Gabriel Pérez-Barreiro é o novo curador da Bienal de São Paulo

Atual diretor e chefe curatorial da Coleção Patricia Phelps de Cisneros, o espanhol assume o posto ocupado por Jochen Volz na última edição do evento. +

Atual diretor e chefe curatorial da Coleção Patricia Phelps de Cisneros, Gabriel Pérez-Barreiro será o curador da 33ª edição da Bienal Internacional de São Paulo, segundo apuração da revista “Arte!Brasileiros”. O espanhol assume o cargo ocupado pelo alemão Jochen Volz na última edição do evento e trabalhará em parceria com João Carlos de Figueiredo Ferraz, novo presidente da Fundação Bienal.
Doutor em História e Teoria de Arte pela Universidade Essex (Reino Unido) e especialista em História da Arte e Estudos Latino-Americanos pela Universidade de Aberdeen (Reino Unido), Pérez-Barreiro foi curador geral da 6ª Bienal do Mercosul em Porto Alegre, em 2007. Foi também curador de arte latino-americana no Blanton Museum of Art da Universidade do Texas (Austin, EUA); diretor de Artes Visuais da Americas Society (Nova York); coordenador de exposições da Casa de América de Madri; e curador-fundador da Coleção de Arte Latino Americana da University of Essex na Inglaterra.

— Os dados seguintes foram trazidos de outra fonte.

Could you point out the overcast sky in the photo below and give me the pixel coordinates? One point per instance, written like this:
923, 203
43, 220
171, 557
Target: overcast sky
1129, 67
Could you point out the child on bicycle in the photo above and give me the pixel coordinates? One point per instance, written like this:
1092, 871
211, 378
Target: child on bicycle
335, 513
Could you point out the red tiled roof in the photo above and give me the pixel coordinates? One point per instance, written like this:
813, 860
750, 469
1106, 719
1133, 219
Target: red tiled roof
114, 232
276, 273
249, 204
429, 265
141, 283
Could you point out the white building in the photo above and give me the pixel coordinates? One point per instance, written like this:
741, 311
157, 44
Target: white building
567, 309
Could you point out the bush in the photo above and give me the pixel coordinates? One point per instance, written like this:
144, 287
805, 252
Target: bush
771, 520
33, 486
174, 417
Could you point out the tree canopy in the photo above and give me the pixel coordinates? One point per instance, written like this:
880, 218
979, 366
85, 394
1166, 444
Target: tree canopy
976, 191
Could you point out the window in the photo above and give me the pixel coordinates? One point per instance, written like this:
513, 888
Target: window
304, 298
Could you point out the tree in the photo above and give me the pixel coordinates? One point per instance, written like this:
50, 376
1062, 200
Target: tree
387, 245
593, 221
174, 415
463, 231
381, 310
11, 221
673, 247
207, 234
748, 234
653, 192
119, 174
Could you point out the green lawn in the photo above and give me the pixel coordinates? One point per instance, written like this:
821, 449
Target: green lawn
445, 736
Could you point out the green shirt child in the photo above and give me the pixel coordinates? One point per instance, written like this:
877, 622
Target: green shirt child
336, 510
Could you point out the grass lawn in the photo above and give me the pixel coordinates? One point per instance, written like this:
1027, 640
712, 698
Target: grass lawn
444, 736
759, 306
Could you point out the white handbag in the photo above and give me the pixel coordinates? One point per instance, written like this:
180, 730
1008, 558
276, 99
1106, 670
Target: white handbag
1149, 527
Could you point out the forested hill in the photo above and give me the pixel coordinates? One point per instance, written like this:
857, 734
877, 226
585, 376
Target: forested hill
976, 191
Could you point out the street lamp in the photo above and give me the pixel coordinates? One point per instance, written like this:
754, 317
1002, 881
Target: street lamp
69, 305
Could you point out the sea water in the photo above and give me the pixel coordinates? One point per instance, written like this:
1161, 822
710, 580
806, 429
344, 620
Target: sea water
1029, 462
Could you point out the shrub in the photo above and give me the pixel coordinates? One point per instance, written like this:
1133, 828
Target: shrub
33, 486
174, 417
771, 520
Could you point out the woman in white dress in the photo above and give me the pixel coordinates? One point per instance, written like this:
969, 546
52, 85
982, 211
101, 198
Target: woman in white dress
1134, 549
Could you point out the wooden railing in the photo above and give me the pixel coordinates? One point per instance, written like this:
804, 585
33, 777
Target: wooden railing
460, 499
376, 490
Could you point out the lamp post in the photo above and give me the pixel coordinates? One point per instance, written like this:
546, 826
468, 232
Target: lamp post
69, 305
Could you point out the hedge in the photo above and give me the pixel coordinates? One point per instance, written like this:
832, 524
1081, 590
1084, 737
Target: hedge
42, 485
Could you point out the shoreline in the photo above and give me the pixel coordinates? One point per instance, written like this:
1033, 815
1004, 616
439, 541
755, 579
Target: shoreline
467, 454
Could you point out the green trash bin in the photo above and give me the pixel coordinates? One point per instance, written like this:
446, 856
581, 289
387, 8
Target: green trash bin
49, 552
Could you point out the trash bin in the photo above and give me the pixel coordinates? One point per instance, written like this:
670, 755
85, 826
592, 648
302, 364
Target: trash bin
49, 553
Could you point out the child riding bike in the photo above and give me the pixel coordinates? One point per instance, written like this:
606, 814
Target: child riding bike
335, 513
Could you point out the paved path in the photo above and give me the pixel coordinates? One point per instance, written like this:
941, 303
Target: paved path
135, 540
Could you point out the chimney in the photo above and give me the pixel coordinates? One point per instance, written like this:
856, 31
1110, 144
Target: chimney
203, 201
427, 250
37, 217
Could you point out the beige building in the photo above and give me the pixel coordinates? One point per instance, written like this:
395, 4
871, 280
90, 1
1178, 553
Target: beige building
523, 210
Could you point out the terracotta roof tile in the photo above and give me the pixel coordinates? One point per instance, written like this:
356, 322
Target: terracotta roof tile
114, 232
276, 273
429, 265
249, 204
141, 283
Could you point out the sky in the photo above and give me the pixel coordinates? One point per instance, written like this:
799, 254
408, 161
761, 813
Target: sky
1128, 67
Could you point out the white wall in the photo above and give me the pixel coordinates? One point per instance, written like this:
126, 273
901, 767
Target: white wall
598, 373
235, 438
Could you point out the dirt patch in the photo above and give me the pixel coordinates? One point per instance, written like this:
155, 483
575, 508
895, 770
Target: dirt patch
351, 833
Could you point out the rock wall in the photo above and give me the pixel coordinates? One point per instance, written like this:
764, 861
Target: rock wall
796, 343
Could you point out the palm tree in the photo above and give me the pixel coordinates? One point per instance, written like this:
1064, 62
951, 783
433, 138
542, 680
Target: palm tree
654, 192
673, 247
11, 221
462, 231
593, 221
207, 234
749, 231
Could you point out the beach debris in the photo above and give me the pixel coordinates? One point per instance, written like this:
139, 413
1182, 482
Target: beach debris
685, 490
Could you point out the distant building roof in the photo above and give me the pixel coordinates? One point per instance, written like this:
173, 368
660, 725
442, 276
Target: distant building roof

No Brasil, foi conselheiro da Fundação Iberê Camargo e membro do Comitê de Indicação do PIPA 2016. Já organizou exposições de artistas como Iran do Espírito Santo, Rivane Neuenschwander, Lygia Pape, Geraldo de Barros, entre outros. Pérez-Barreiro é o segundo curador da Bienal de São Paulo ligado à Patricia Phelps de Cisneros, após Luis Peréz-Oramas na 30ª edição.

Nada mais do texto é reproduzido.